Ребята хором повторили:
То, как зверь, она завоет,
То заплачет, как дитя.
Мы пели и пели разные песни, печальные и веселые, пока Артем Павлович не спохватился:
– Что ж это! На носу конец учебного года! Не "Польку" ж нам петь на молебне. Ну-ка, "Богородицу".
Так с "Польки" хор перешел на молитвы. Нам уже давно хотелось есть, и церковные песнопения звучали теперь особенно уныло.
Неожиданно в зал вошли два священника - наш рыжий законоучитель отец Евстафий и другой, в черном клобуке, в черной монашеской рясе, с черной бородой и черными глазами - весь черный.
Наш батюшка сказал:
– Это ученический хор, патер * Анастасэ. Вот послушайте, как умилительно поют дети и юноши церковные песнопения.

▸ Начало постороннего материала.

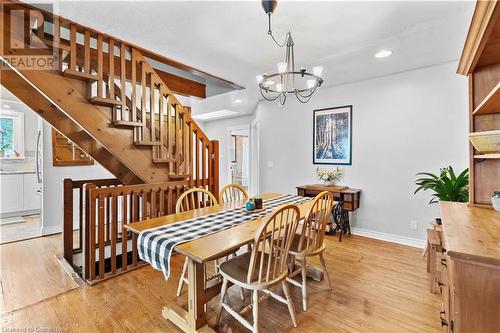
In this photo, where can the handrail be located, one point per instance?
(147, 53)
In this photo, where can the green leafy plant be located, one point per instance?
(446, 187)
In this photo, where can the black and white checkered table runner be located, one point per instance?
(156, 245)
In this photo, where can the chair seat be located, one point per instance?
(294, 248)
(236, 270)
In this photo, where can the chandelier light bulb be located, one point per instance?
(282, 67)
(317, 70)
(311, 84)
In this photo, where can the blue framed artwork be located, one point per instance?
(332, 135)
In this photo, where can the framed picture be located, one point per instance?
(332, 130)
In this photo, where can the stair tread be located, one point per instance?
(180, 176)
(80, 75)
(127, 123)
(105, 101)
(164, 160)
(147, 143)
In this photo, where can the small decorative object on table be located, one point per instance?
(258, 203)
(329, 177)
(495, 200)
(250, 205)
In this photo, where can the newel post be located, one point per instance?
(215, 167)
(68, 220)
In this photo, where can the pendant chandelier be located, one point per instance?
(288, 80)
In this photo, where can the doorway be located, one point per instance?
(238, 169)
(20, 170)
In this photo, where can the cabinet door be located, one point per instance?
(12, 193)
(31, 198)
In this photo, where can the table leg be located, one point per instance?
(194, 320)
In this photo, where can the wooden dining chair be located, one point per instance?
(310, 242)
(264, 267)
(232, 192)
(192, 199)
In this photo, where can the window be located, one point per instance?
(11, 134)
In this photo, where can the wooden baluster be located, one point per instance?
(152, 134)
(72, 40)
(86, 56)
(134, 88)
(114, 228)
(169, 128)
(111, 68)
(123, 77)
(161, 202)
(190, 150)
(197, 155)
(203, 162)
(210, 171)
(91, 245)
(100, 230)
(56, 43)
(107, 201)
(153, 212)
(124, 231)
(99, 66)
(176, 138)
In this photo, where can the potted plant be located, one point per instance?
(446, 187)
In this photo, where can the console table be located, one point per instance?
(348, 196)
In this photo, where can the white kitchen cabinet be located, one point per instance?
(12, 193)
(31, 196)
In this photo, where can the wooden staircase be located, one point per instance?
(104, 95)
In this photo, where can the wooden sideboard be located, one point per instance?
(350, 196)
(470, 268)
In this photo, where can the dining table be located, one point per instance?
(202, 250)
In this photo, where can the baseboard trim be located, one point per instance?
(55, 229)
(415, 242)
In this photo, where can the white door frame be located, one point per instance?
(228, 152)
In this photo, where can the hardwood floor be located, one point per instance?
(378, 287)
(30, 272)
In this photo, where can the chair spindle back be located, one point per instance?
(314, 228)
(232, 192)
(272, 243)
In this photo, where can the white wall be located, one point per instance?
(53, 184)
(402, 124)
(217, 130)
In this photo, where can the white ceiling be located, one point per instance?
(229, 38)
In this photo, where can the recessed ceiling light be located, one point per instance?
(214, 115)
(383, 54)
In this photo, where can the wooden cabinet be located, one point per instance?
(480, 62)
(19, 194)
(470, 276)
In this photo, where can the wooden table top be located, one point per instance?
(472, 233)
(217, 244)
(331, 188)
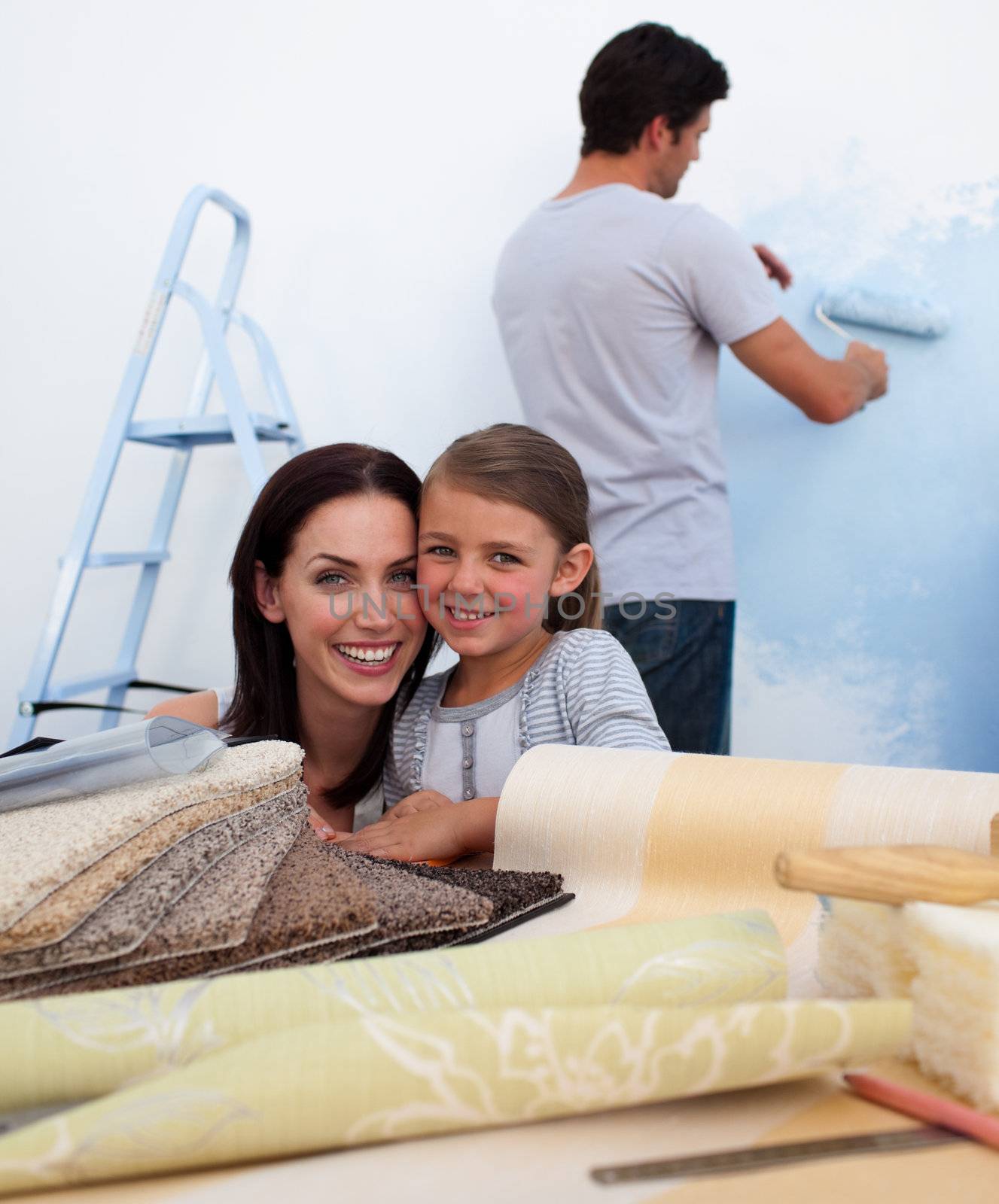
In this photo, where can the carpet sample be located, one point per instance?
(515, 895)
(42, 847)
(312, 898)
(130, 926)
(411, 913)
(63, 911)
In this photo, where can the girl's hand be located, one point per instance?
(419, 836)
(439, 834)
(422, 801)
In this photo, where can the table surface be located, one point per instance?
(550, 1162)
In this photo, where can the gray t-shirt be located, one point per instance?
(611, 305)
(471, 749)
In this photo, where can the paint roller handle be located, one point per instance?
(870, 363)
(892, 873)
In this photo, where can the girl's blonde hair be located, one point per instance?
(515, 464)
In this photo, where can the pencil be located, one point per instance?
(927, 1108)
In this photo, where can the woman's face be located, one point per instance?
(346, 594)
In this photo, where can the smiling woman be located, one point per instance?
(325, 622)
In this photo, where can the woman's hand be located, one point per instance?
(437, 834)
(323, 831)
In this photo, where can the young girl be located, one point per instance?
(507, 575)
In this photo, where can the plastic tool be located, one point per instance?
(892, 873)
(120, 756)
(900, 315)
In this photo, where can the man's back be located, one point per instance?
(611, 305)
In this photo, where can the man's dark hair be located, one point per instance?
(646, 72)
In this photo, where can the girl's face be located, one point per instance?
(346, 594)
(489, 569)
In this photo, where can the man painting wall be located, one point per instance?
(612, 303)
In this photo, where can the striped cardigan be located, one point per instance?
(583, 689)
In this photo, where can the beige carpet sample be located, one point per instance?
(312, 898)
(44, 847)
(215, 877)
(69, 906)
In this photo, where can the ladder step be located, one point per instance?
(106, 559)
(200, 429)
(59, 692)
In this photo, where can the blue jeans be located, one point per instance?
(686, 665)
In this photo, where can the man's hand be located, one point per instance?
(873, 364)
(776, 269)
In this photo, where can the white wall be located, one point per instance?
(385, 154)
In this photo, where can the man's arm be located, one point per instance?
(824, 391)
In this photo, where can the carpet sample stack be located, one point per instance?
(215, 872)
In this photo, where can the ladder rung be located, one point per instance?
(200, 429)
(72, 686)
(106, 559)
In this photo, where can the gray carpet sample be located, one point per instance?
(212, 913)
(312, 898)
(44, 847)
(513, 894)
(410, 913)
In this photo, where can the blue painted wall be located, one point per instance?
(869, 552)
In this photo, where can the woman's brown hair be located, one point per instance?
(265, 701)
(516, 464)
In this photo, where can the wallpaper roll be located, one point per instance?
(645, 835)
(70, 1047)
(415, 1073)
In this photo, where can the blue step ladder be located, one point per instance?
(236, 425)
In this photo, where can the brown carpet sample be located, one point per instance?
(422, 912)
(513, 894)
(130, 920)
(312, 898)
(65, 908)
(44, 847)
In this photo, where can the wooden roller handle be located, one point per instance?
(892, 873)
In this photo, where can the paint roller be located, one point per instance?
(863, 307)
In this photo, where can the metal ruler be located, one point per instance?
(758, 1157)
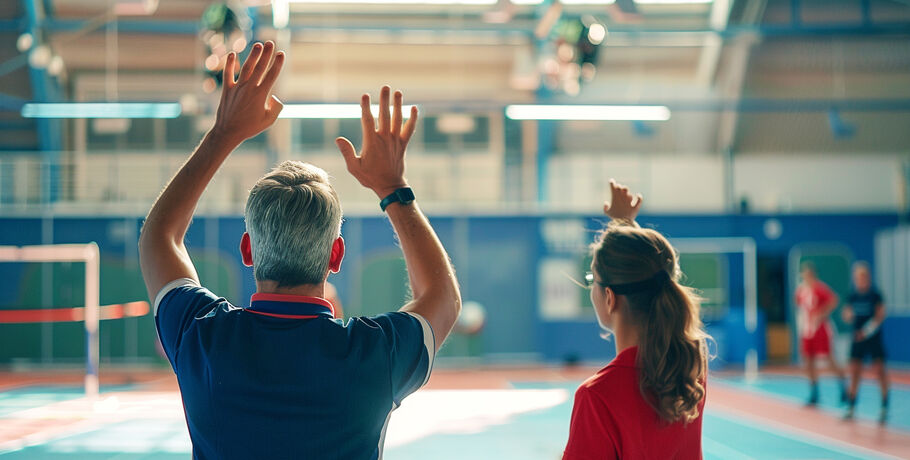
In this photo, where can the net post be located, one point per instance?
(92, 319)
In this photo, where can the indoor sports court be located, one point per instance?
(768, 138)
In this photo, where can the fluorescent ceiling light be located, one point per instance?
(101, 110)
(608, 2)
(403, 2)
(588, 112)
(330, 111)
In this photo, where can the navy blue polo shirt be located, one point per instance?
(284, 379)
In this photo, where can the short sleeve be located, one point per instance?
(176, 306)
(589, 430)
(412, 348)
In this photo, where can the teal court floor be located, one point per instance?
(505, 415)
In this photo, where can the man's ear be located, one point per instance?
(337, 255)
(246, 250)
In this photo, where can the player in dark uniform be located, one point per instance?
(865, 308)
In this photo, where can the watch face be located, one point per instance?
(405, 195)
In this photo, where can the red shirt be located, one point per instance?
(811, 299)
(611, 420)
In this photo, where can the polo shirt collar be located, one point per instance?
(626, 358)
(290, 306)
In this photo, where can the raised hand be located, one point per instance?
(380, 165)
(621, 202)
(246, 109)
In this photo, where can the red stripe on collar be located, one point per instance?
(269, 296)
(276, 315)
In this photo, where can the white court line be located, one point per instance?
(722, 450)
(798, 434)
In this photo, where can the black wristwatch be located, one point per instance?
(404, 195)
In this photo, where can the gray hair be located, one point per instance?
(293, 216)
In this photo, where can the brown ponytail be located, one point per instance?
(672, 358)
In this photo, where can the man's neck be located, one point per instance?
(309, 290)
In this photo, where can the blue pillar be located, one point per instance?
(45, 88)
(545, 128)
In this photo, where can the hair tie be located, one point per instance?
(655, 282)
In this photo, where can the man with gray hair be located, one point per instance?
(283, 378)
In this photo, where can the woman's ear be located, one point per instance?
(246, 250)
(610, 300)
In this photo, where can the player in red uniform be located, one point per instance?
(815, 301)
(648, 402)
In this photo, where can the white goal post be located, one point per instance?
(90, 256)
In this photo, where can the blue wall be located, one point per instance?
(496, 258)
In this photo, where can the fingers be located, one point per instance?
(396, 114)
(247, 70)
(366, 116)
(384, 109)
(265, 59)
(227, 77)
(347, 150)
(272, 75)
(410, 126)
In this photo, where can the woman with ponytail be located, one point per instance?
(648, 402)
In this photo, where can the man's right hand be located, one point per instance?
(380, 165)
(246, 108)
(621, 203)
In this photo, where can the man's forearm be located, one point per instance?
(172, 213)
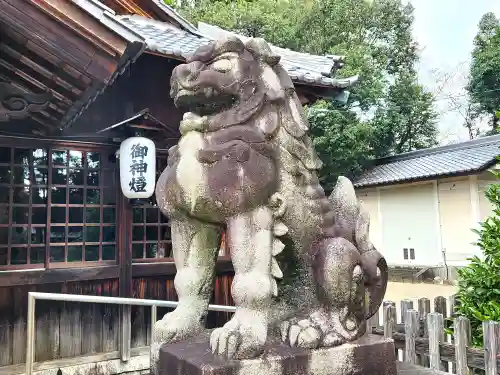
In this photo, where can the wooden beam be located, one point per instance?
(43, 276)
(32, 80)
(84, 25)
(26, 61)
(45, 31)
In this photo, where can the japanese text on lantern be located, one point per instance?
(138, 168)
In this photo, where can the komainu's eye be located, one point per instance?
(223, 65)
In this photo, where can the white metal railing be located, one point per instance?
(124, 342)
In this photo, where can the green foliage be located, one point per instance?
(387, 112)
(478, 294)
(484, 81)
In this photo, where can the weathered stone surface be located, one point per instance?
(369, 355)
(304, 264)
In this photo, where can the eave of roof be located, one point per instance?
(169, 40)
(136, 46)
(458, 159)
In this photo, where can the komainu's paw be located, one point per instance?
(176, 326)
(316, 331)
(236, 340)
(302, 334)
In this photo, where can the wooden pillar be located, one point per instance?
(124, 244)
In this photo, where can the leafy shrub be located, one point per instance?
(478, 296)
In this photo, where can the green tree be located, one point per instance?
(479, 283)
(484, 83)
(380, 117)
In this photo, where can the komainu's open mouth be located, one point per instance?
(207, 101)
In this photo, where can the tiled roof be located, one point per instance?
(466, 157)
(170, 40)
(300, 66)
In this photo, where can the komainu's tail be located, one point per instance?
(353, 223)
(351, 218)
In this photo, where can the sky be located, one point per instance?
(445, 30)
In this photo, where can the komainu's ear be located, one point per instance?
(259, 48)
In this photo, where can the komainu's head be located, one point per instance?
(226, 72)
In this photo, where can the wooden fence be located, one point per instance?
(420, 337)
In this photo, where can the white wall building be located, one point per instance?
(423, 204)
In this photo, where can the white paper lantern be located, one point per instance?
(137, 167)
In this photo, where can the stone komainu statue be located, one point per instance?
(245, 164)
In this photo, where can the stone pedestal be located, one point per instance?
(370, 355)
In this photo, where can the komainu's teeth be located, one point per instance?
(275, 269)
(274, 285)
(278, 247)
(280, 229)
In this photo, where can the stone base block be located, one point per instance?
(370, 355)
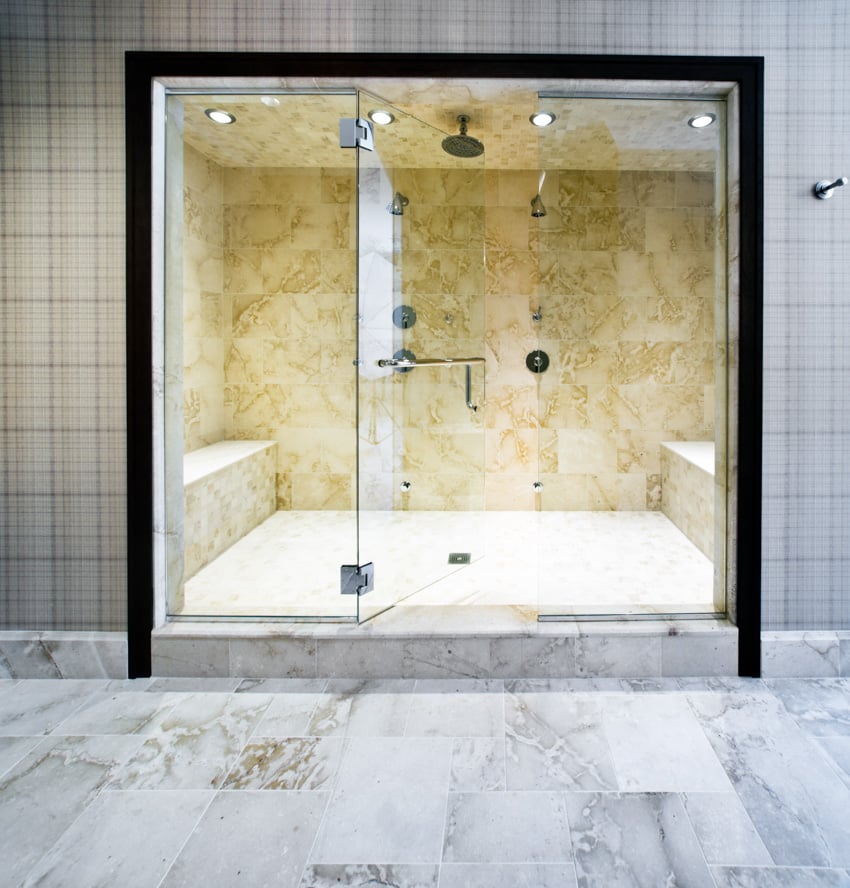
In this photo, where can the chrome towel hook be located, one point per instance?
(824, 188)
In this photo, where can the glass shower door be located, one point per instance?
(421, 371)
(259, 389)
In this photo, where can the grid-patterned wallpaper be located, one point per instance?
(62, 515)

Черный наклонил голову. Оба священника приготовились слушать. Наверно, Артем Павлович подумал, что они пришли проверять, правильно ли нас обучают церковному пению; он хмыкнул, покривился и повернулся к ним спиной. Мы пропели еще одну молитву.
Наш батюшка погладил рукой бороду и сказал:
– Душа исполняется священным восторгом. Чудно! Вот только "тя величаем" получилось без душевного подъема. Следовало бы протянуть. Тя велича-а-аем!
– пропел он козлиным голосом.
– Оставьте, отец Евстафий!
– еще более кривясь, сказал Артем Павлович.
– Я не регент, а учитель пения.
– И явно назло батюшкам приказал мне пропеть "Повiй, вiтре".
Наш батюшка сначала хмурился: ему, видно, не нравилось, что все перемешалось - и дивчина с карими очами, и отче наш, иже еси на небесах. Но, по мере того как я пел, лицо его прояснялось, а под конец песни он даже улыбнулся.
– Как, патер Анастасэ, хорош голос у нашего отрока? Не правда ли, ангельский?
– Эма!.. Орео! ** - ответил черный и так покачал головой, будто в рот ему положили вкусную конфетку.
– Знаете, патер Анастасэ, мне пришла в голову одна мысль, - продолжал наш батюшка.
– Дерзаю думать, сам господь внушил ее. Отойдемте-ка в сторонку, поговорим. Вы всегда были моим лучшим другом и мудрым советчиком.
Оба священника пошли к окну и стали шептаться.
– Связался рыжий с черным, - пробормотал Артем Павлович. Мальчишки захихикали.
– Ну, вы! Цыц!
– прикрикнул на нас учитель.
– Споем опять "Богородицу".
Мы еще немного попели и отправились наконец по домам.
Вечером я сидел в чайной. Вдруг замечаю, что все босяки и нищие, которые тут были, сразу встали со своих мест. Что такое?
Глянул в сторону двери, а там стоят оба батюшки. Не знаю почему, но у меня душа сжалась.